The train was slow, and the berths were hard. Mother took us from Jabalpur to Bolpur to visit her sister and celebrate Durga Puja with them. Father was busy soldiering.
The train passed through many places. Everything was green. A hollow sound would rise out of the river when the train crossed a bridge. Maybe the Loch Ness monster lived inside?
We had reached Bolpur. It was a famous village. Once upon a time, Robi Thakur (Rabindranath Tagore) lived here. People from all over the world came and still come to study here.
Shantiniketan, Mother says, is a university where classes are held in the open, under trees.
Since my sister and I were homeschooled, they told us many things daily.
As Bengalis call Rabindranath Tagore, Robi Thakur wrote poems and songs. He was a magician. English people wanted him. They tried to call him Sir, but he refused.
It was the month of October. Dhaak (war drums) were telling everybody that Ma Durga was coming. “Get ready. She is coming. She is coming.”
Ma Durga is the Goddess of infinite strength and has ten hands, and she rides a lion. Her eyes, they say, are like lotuses.
The green of the rainy months turned into bright red and orange. Women were pasting red powder called sindur on their foreheads. They were busy colouring the soles of their feet red and wrapping their wrists in red bangles. They were dressed up like brides.
Haru Maama, their mother’s brother, returned from the big city called Kolkata.
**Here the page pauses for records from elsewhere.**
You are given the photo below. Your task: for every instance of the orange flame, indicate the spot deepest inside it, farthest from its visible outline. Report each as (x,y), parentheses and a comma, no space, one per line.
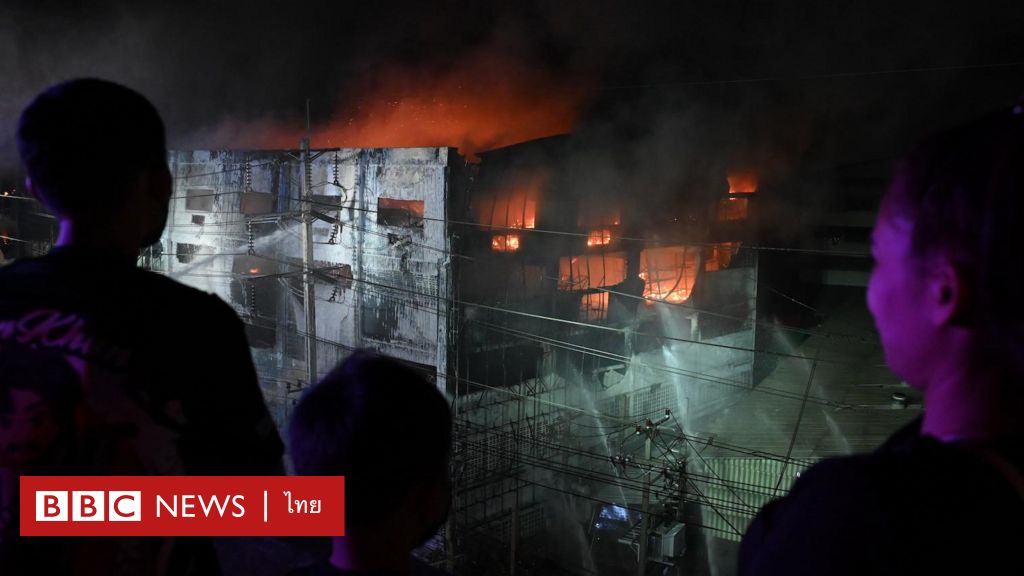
(742,182)
(513,205)
(669,273)
(599,238)
(505,243)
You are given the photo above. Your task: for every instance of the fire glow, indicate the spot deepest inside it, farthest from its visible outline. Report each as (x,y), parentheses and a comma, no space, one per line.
(482,103)
(505,243)
(742,182)
(599,238)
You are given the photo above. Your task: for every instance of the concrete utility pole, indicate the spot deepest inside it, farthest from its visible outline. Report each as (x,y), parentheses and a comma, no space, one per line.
(309,292)
(645,503)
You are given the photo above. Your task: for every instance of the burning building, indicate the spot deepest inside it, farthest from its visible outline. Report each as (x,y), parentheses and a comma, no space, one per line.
(586,344)
(379,244)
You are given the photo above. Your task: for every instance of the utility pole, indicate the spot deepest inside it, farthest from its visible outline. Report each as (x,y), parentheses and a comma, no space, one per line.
(645,502)
(309,291)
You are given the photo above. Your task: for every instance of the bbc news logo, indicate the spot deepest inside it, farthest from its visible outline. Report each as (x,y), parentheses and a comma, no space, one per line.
(182,506)
(88,505)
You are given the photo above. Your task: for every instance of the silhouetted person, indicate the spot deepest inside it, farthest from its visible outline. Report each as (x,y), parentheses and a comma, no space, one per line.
(945,494)
(163,378)
(388,430)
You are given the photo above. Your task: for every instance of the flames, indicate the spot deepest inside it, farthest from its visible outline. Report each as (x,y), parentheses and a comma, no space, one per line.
(482,103)
(511,206)
(669,273)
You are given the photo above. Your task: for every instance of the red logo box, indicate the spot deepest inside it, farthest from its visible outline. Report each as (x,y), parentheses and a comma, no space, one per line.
(182,505)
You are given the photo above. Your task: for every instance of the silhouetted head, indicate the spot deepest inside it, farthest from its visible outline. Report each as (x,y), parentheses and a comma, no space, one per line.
(947,247)
(388,430)
(95,154)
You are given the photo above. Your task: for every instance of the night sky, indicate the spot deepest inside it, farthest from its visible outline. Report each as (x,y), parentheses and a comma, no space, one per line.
(776,85)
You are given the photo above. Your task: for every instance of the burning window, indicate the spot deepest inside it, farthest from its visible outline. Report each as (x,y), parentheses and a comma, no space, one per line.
(742,182)
(256,203)
(598,214)
(591,271)
(407,213)
(513,204)
(200,199)
(669,273)
(517,210)
(594,306)
(599,238)
(186,252)
(505,242)
(718,256)
(730,209)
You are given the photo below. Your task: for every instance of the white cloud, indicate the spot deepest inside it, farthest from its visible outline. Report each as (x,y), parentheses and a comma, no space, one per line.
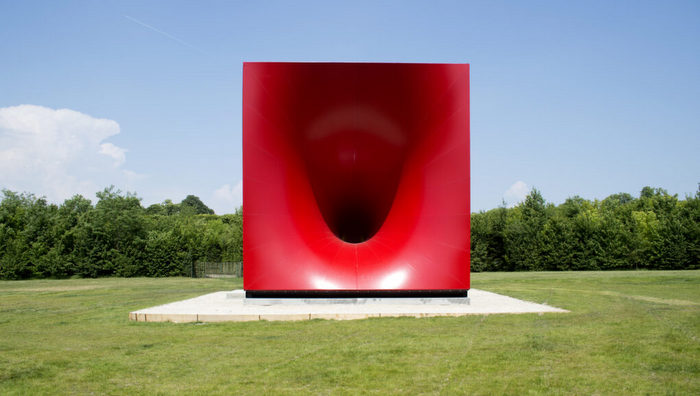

The English people call it Calcutta. Why do English people not pronounce anything correctly? Haru Maama was permanently grumbling about this or that. He didn’t speak any English except when he was angry. Then he would say, “bladdy phool”. It made him feel very important. We kids didn’t like him.
From Kolkata, he brought two small flat bottles filled with the red liquid Aalta. Only if you are married can you open the bottle and use it.
Mother, Mishti maima, Moyna mashi and Joya didi all began to colour their feet. Ma Durga was coming.
Boroon, who is eight-year-old, says Aalta is. goat blood from a fresh, slaughtered goat. Boroon is older than us, so we listen to him. Blood is squeezed out of a holy goat after the pujari moshai (priest) acts like he is the black Goddess Kali.
He then drinks the first rush of blood from the goat’s head. Some people feel this blood is not the right one because of how the goat’s throat has been slit slowly. This “some people” is Haru mama. He says, “Only if it has been done in one stroke of the sword and Joi Ma, Joi Ma Durga, Kali etc., shouted then the blood is pure. No other names will do.”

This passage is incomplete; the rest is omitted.